Appointment of Auditors
1. The Board of Directors may from time to time appoint an auditor or auditors to hold office for such a period as the Directors may determine necessary.

Seal Adopted
1. The Board of Directors may adopt a Seal, which shall be the common seal of the society. The common seal of the society shall be under the control of the Directors and the responsibility for its custody and use from time to time shall be determined by the Directors.

Books and Records
1. The Directors shall see that all necessary books and records of the society required by the By-Laws of the society or by any applicable statute or law are regularly and properly kept.
2. The books of account shall be kept at such place in British Columbia as the Directors see fit, and shall be open to inspection by the Directors upon request.
3. Any member may request inspection of the books of account with reasonable notice of thirty (30) days. The Directors may not unreasonably decline reasonable requests, except in such cases as the membership authorizes non-compliance with such request.

Fiscal Year
1. The fiscal year of the society shall terminate on December 31 of each calendar year, however this can be changed by the Board of Directors provided financial statements of the society’s affairs are presented to the members at an Annual Meeting.

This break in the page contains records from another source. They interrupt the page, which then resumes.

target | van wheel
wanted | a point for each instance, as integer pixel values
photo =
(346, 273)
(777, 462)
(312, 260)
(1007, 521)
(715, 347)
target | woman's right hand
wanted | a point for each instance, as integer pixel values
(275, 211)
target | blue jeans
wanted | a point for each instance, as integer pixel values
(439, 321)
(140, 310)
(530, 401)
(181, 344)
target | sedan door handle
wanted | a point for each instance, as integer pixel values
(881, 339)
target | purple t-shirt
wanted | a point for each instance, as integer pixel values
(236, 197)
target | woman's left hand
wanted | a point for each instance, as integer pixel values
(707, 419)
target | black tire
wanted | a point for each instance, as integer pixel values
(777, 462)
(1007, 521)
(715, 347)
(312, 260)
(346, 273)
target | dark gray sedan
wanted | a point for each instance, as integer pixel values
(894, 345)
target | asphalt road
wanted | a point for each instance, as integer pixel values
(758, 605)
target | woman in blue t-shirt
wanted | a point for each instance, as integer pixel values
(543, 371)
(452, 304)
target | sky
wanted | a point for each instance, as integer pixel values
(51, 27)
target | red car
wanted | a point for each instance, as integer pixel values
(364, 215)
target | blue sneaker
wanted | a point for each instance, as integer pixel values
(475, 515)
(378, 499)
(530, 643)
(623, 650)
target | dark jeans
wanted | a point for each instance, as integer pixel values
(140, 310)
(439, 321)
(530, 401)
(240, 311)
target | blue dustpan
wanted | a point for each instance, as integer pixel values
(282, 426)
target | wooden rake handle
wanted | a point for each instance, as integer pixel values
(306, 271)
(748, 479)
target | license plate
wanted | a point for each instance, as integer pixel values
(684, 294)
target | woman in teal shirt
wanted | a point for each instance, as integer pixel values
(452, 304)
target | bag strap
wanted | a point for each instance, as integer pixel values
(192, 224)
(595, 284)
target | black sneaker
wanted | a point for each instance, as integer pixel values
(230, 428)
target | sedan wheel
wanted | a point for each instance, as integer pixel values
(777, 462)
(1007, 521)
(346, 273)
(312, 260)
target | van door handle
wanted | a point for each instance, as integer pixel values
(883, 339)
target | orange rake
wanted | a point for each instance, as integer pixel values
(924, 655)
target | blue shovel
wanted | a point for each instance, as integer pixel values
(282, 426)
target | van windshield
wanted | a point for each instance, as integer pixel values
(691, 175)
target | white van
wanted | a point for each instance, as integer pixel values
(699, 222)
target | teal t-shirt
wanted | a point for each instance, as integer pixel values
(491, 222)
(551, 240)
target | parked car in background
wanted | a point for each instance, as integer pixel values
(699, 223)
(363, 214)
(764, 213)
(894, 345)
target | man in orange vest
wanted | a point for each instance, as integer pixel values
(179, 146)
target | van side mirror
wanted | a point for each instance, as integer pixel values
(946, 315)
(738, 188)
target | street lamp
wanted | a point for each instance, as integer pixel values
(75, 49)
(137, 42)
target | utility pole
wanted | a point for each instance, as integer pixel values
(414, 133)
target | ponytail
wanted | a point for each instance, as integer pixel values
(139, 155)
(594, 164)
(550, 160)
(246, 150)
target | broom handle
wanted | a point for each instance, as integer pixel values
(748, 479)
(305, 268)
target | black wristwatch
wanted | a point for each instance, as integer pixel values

1. The By-Laws of the society may be altered or added to by an Extraordinary Resolution of the society.
2. All meetings shall be run in accordance with Roberts Rules of Order.
3. All regular membership meetings shall include a standing agenda utilizing the Robert’s Rules of Order format.
4. There shall be no less than three (3) meetings of the society, one of which will fall in the first quarter of each year, and this meeting shall be the Annual General Meeting (AGM).
5. All potential vendors wishing to approach the membership on group purchase options or similar plans, must first be approved by the Board of Directors.

Dated at the Regional District of Nanaimo, in the Province of B.C., this 13th day of March, 2011.